Unify the two copies of bn_add_words and bn_sub_words
Compilers are fine at inlining functions nowadays. We can hide the
BN_ULLONG vs. manual carry extraction inside an inline function. I've
patterned the type signatures intentionally after Clang's builtins, in
case we want to use them in the future.
(Previously I wrote in
https://boringssl-review.googlesource.com/c/boringssl/+/56966 that the
builtins weren't good on aarch64. This wasn't quite right. Rather, they
were bad on both x86_64 and aarch64 in LLVM 13, but they're fine on both
in LLVM 14. My machine's Xcode was just a little old.)
Change-Id: I666466dce7a146d5e49e94ff372ea018b610ef34
Reviewed-on: https://boringssl-review.googlesource.com/c/boringssl/+/57245
Commit-Queue: David Benjamin <davidben@google.com>
Auto-Submit: David Benjamin <davidben@google.com>
Reviewed-by: Bob Beck <bbe@google.com>
diff --git a/crypto/fipsmodule/bn/generic.c b/crypto/fipsmodule/bn/generic.c
index bf4971f..e4f4518 100644
--- a/crypto/fipsmodule/bn/generic.c
+++ b/crypto/fipsmodule/bn/generic.c
@@ -567,145 +567,89 @@
#if !defined(BN_ADD_ASM)
-#ifdef BN_ULLONG
+// bn_add_with_carry returns |x + y + carry|, and sets |*out_carry| to the
+// carry bit. |carry| must be zero or one.

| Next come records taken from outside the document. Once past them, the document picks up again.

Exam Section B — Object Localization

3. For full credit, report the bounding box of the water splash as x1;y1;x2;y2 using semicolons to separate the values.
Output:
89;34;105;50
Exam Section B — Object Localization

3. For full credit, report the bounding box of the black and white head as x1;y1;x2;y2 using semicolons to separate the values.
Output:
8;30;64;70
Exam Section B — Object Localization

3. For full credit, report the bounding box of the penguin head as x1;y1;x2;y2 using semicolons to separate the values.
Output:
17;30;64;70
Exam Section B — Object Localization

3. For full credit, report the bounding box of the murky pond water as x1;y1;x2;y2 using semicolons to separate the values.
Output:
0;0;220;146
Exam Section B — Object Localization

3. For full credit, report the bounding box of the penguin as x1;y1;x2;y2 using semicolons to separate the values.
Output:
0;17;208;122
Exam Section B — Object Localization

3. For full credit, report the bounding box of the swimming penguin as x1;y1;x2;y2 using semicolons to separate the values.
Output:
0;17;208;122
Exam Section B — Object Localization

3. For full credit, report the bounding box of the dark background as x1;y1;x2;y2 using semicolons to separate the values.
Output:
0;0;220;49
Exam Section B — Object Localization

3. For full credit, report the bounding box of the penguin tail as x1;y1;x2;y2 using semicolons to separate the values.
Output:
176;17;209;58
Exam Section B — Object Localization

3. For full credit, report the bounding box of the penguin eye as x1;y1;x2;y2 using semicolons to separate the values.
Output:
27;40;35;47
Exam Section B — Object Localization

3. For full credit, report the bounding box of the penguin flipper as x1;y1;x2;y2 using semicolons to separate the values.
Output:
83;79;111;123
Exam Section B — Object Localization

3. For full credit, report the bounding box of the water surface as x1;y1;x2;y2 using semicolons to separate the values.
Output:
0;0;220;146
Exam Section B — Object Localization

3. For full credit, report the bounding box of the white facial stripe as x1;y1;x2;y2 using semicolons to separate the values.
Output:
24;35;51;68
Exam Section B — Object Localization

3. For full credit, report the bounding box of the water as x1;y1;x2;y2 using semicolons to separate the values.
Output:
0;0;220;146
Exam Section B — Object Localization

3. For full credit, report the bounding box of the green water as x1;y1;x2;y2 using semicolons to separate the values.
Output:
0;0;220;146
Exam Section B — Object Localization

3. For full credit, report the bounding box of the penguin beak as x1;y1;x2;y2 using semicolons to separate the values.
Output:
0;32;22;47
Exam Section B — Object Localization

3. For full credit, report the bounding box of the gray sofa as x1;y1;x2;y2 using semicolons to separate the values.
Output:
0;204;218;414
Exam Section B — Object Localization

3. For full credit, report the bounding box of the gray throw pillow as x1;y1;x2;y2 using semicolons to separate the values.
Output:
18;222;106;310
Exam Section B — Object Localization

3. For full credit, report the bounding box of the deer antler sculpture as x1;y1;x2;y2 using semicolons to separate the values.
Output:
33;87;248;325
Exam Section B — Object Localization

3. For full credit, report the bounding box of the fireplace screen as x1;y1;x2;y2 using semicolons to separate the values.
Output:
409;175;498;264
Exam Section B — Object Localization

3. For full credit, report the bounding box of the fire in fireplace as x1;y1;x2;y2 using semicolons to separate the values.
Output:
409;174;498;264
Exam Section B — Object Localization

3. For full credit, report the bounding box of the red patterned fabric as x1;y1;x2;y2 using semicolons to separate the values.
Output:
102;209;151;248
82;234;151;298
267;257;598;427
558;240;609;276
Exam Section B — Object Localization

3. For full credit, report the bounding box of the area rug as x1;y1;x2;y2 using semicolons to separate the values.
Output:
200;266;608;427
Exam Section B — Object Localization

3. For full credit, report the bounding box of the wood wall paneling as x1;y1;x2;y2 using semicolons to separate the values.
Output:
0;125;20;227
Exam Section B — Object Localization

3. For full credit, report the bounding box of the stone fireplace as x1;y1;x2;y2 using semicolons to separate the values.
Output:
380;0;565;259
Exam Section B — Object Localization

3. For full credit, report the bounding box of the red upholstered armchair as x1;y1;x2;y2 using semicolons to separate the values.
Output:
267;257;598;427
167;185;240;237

+static inline BN_ULONG bn_add_with_carry(BN_ULONG x, BN_ULONG y, BN_ULONG carry,
+ BN_ULONG *out_carry) {
+ assert(carry == 0 || carry == 1);
+#if defined(BN_ULLONG)
+ BN_ULLONG ret = carry;
+ ret += (BN_ULLONG)x + y;
+ *out_carry = (BN_ULONG)(ret >> BN_BITS2);
+ return (BN_ULONG)ret;
+#else
+ x += carry;
+ carry = x < carry;
+ BN_ULONG ret = x + y;
+ carry += ret < x;
+ *out_carry = carry;
+ return ret;
+#endif
+}
+
+// bn_sub_with_borrow returns |x - y - borrow|, and sets |*out_borrow| to the
+// borrow bit. |borrow| must be zero or one.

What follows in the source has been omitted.